[openbeos] Re: Sunday amusement

  • From: John Tegen <john.tegen@xxxxxxxxxxxxxxxxxx>
  • To: "'openbeos@xxxxxxxxxxxxx'" <openbeos@xxxxxxxxxxxxx>
  • Date: Mon, 28 Jan 2002 13:02:06 -0800

I'm not a lawyer (I just play one on TV ;-)). But a possible suit from the
owners of the BeOS goes beyond what is underneath the covers.  If the look
and design can be confused with the original, by the consumer, then there
are copyright laws that protect the author of that design (in this case
Palm).  If the OS is a 100% knock off of the original (except maybe its
name) in terms of look, behavior, design, API, then that product is
violating the copyright of the original.  It becomes more of a question will
Palm enforce that copyright.  They would if they felt the clone product
threatens them or that the consumer may be confused by the clone (unlikely
here since Palm is not currently marketing their original).  As far as I
know, there is no BeOS US patents with R5, because that would be another can
of worms.

This does not change anything with OBOS since Palm is idle with the BeOS
publicly.  It just becomes an issue if they try to market an aspect of the
BeOS that is copied by OBOS.

-----Original Message-----
From: Bryan Varner [mailto:bman@xxxxxxxxxxxxx]
Sent: Saturday, January 26, 2002 12:23 PM
To: openbeos@xxxxxxxxxxxxx
Subject: [openbeos] Re: Sunday amusement


> Well, here is what amused me - under limitations (in the EULA) it 
> actually says that you cannot reverse engineer this "program".  Also, 
> it 
> says that you cannot release benchmarks of this "program" without 
> written permission from BeInc.  Amusing.  but who reads the EULA 
> anyway.

I read that some time ago. For a class in school (over a year ago) we 
had to write a report about a EULA.. I chose the R5 Pro EULA.
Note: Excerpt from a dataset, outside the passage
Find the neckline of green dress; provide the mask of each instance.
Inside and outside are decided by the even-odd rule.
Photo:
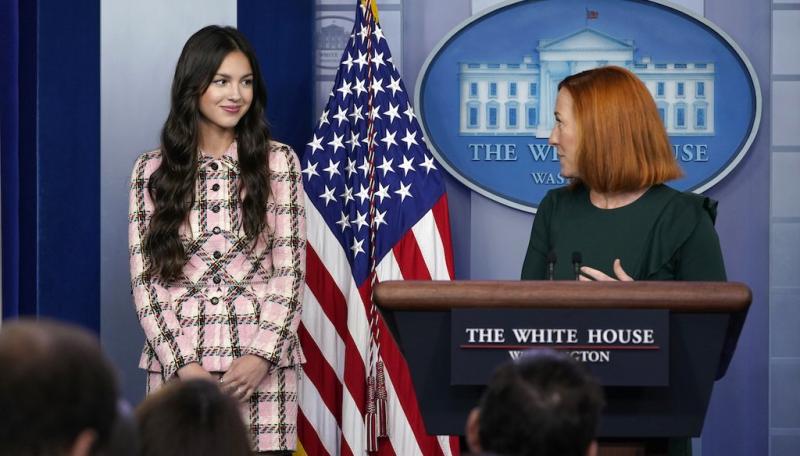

I do not see OBOS as reverse engineering the OS. We're merely 
duplicating the results. Can a company that makes a toaster press 
charges because another company made a toaster? even if the internals 
are nothing alike? I don't think so.

We are producing code that preforms the same functions. The outcome 
will be the same (to follow the above analogy - toasted bread) but the 
way that it does it may be entirely different.

That's my .02

-Bryan

--
Fortune Cookie Says:

Don't change the reason, just change the excuses!